Eleven-year-old Shoaib gave up his home in Afghanistan, but one thing remains with him – football. “Soccer is everything. I wish I could be the best soccer player in the world,” he says, in the video above.

Similarly, 15-year-old Amr, a refugee from Syria, dreams of being a reporter so he can tell the world the truth. Bishara, a 14-year-old from Somalia, wants to become a doctor to help people, while 10-year-old Ghazel simply wants to go to the moon and touch the clouds.

They are only a few of the millions of refugee children across the world, but The Dream Diaries, an online series (video above) by UNHCR, and social media influencers Humans of Amsterdam and Fetching_Tigerss, captures the hopes and dreams of a few refugee children who have found safety and new lives in Europe, to send out a message of hope.
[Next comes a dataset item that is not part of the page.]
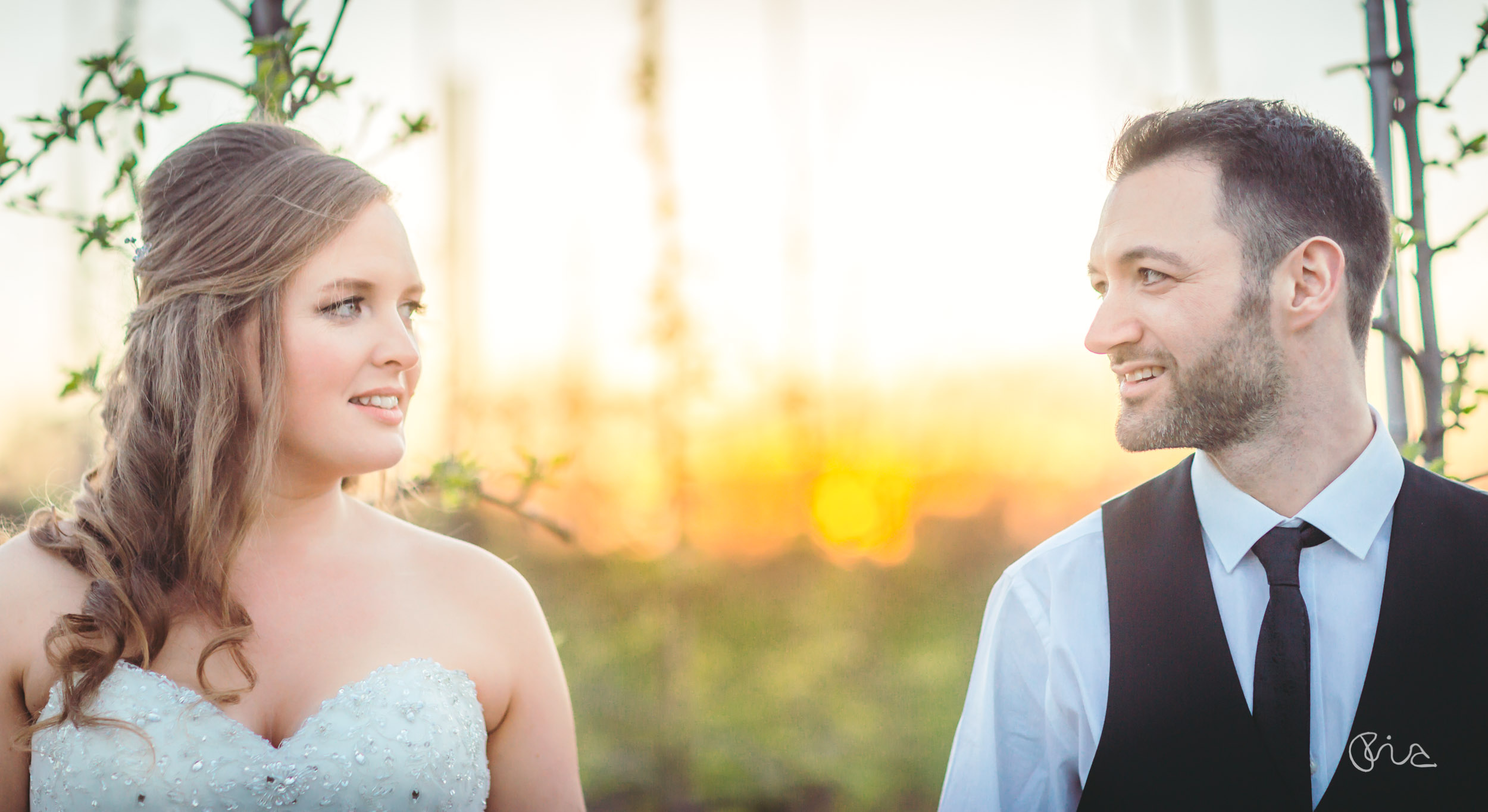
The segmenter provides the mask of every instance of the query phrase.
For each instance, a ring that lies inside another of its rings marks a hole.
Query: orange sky
[[[74,58],[112,48],[124,28],[150,70],[243,73],[241,34],[219,4],[134,6],[131,22],[100,13],[124,7],[115,3],[0,0],[0,74],[28,77],[0,86],[12,140],[19,116],[74,92]],[[308,3],[312,42],[335,6]],[[707,369],[684,406],[687,532],[720,550],[811,532],[838,535],[842,555],[893,559],[917,516],[990,500],[1036,541],[1161,470],[1171,454],[1116,449],[1109,373],[1080,347],[1110,138],[1128,115],[1257,95],[1298,101],[1369,141],[1363,82],[1324,74],[1362,58],[1353,1],[671,6],[665,131],[689,351]],[[1443,0],[1415,13],[1421,83],[1434,88],[1475,42],[1482,10]],[[658,244],[635,49],[623,0],[359,0],[330,61],[357,79],[302,125],[376,158],[430,284],[409,470],[452,442],[494,470],[513,446],[571,451],[574,467],[543,504],[597,549],[644,552],[676,537],[676,516],[650,413],[668,367],[647,338]],[[177,95],[185,112],[153,131],[146,167],[243,115],[216,88],[182,83]],[[1451,120],[1488,126],[1488,70],[1455,97]],[[378,113],[359,138],[369,104]],[[396,113],[426,110],[443,129],[382,155]],[[1428,149],[1445,149],[1448,120],[1428,113]],[[470,143],[458,161],[455,129]],[[77,152],[39,181],[86,207],[100,168]],[[463,198],[449,193],[460,178]],[[1484,189],[1488,161],[1433,178],[1437,233],[1488,205]],[[463,236],[451,236],[452,219],[469,223]],[[118,345],[126,269],[77,260],[65,226],[9,210],[0,245],[12,305],[0,342],[25,349],[7,370],[0,454],[13,458],[25,440],[43,455],[0,467],[52,479],[61,463],[36,446],[34,427],[57,419],[61,366]],[[461,300],[457,254],[473,284]],[[1448,345],[1488,342],[1485,262],[1488,229],[1437,263]],[[451,437],[455,385],[479,393],[481,428]],[[1449,445],[1457,473],[1488,470],[1488,424],[1476,425]]]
“When children flee their home countries, they leave everything behind, except their hopes and dreams,” said Debra Barraud, co-creator of The Dream Diaries, and owner of the Humans of Amsterdam.

So Barraud, her colleague Benjamin Heertje, Annegien Schilling, who runs Fetching_Tigerss, and film-maker Kris Pouw set out on a 7,000-kilometre journey across Europe over the course of 16 days, to meet 12 refugee children. Their aim was not just to document their hopes and dreams in the film, but to create an image at the end of the project that symbolised their realisation.

“The general tone of pictures of people who are refugees is very sad and hopeless and almost depressing. I thought it was interesting that we created pictures that gave people hope,” said Schilling. One of the shots depicts Ayham, an eight-year-old who fled Syria, as a superhero, with lightning bolts pulsing from his fingers.

“I want to become a superhero so I don’t have to be afraid any more,” Ayham had told the Dream Diaries team. “I would end the fighting in Syria and then I would go back and kiss everything, really everything, also the bananas and the watermelons.”